359 Connections and Counting

I’ve been a member of LinkedIn for a number of years.  When friends who don’t use the site learn that I do, they often appear puzzled and ask, “Why?’

Good question.  I sometimes wonder about that myself, especially when I’m reviewing my credit card statement at the end of each month and see the $19.95 fee I pay for an upgraded account.  What do I get out of it?  Does it help my personal learning?  Facilitate communication?  Strengthen my attachment to a professional community?  Actually, I think so!

Should you, dear reader, be unfamiliar with LinkedIn, it is what is called a professional, as opposed to a social, online community.   It serves as a huge, 24-7 networking event.  When you join, you create a resume-like profile and let the world know what you’re generally interested in—making new contacts, renewing old acquaintances, consulting, finding a new job, and the like.

Screenshot of my LinkedIn profile with overlay of typical "You might know" suggestions.

A basic activity on LinkedIn is to make “connections.”  As in Facebook and marriage, people become connected only by mutual consent.  When I first joined, most members worked in high tech, sales, or marketing fields.   Over the years, though, the breadth of occupations represented as grown remarkably, and I’ve built up a stable of over 350 connections.  These range from fellow educators to lawyers, business managers, and artists.  Each of these people is someone I’ve worked with somehow, somewhere, or been introduced to by a friend or colleague we have in common.  Occasionally I scan through my connections and, like looking up at the face of Heavenly Valley after you’ve skiied your way down to the base, it’s a rather satisfying and reassuring experience.

While I have not called upon this network often, when I have it has been very useful.  Let me give you a recent example.  I was doing informal research for an article on, “How, in a school setting, can you get the most value out of the technology you already have.”  LinkedIn makes it very easy to communicate with ad hoc groups of your connections.  I selected 50 and sent them a brief message that asked for an “off-the-top-of-the-head” answer to that question.  Within 24 hours I received replies from nearly everyone from which I garnered all sorts of good ideas that served as the foundation for my article.

Periodic “updates” are another LinkedIn feature I find useful.  These come to your mailbox on a schedule you choose.  Like a beneficent tattler, they offer little tidbits on what your connections are up to.  This one just got a new job.  That one published a book or article.  Another one is off to consult in Singapore.  This offers a great opportunity for serendipitous discovery.  I will often find someone doing something that’s either relevant to a current project or gives me an idea for a new one.

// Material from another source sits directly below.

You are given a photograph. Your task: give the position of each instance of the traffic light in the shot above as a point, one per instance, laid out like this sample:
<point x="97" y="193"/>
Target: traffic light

Despite its usefulness, LinkedIn can be a distraction and an annoyance.  Updates on my connections’ activities land in my mailbox and I read them, even if at that moment it’s the last way I should be spending my time.  Or I log in with the sole purpose of making a 5-minute update to my profile; the next thing I know I’ve spent 20 minutes perusing lists of “suggested connections” LinkedIn so thoughtfully provides.  And annoying?  I hate it when I get an “I’d like to add you to my LinkedIn connections” message from someone I’ve never heard of, only vaguely remember,  or whom I do know and with whom I’d prefer not to be associated.   Even though it is superbly easy to decline (just a simple click; no explanation needed), I can’t bring myself to do that.  So I struggle to come up with some face-saving response or, worse, just leave the request unanswered in my queue where it gives me twinges of guilt every time I see it.

Reflecting on my experience with LinkedIn leads me to think more generally about how the Internet has impacted my personal learning as well as that of my adult students.  For me, it’s my own personal, instant, world-wide library.  It provides easy, deliberate access to peers, friends, and colleagues.  It enables serendipitous discovery by providing a continuous information flow.  The Internet also distracts me, enables if not encourages procrastination, and deters if not disables deep thinking.

I suspect that the adults I teach experience similar effects.  However, testing that hunch will be an important first step in working with any new group of students.  Such a test would include some simple survey questions as well as class discussion designed to draw out the various ways people structure their time on the Internet to enhance its usefulness, overcome distractions and other drawbacks, and cope with the negative aspects beyond their control.  From such a discussion could emerge a very useful list of suggested components for a personal online learning space and guidelines for constructing and using it.

1 thought on “359 Connections and Counting”

  1. LInkedIn has never quite made sense to me, in terms of what I might gain by being “linked in”. Dr. Simkins’ explanation and illustrations make me understand the benefits for the first time. Most enlightening.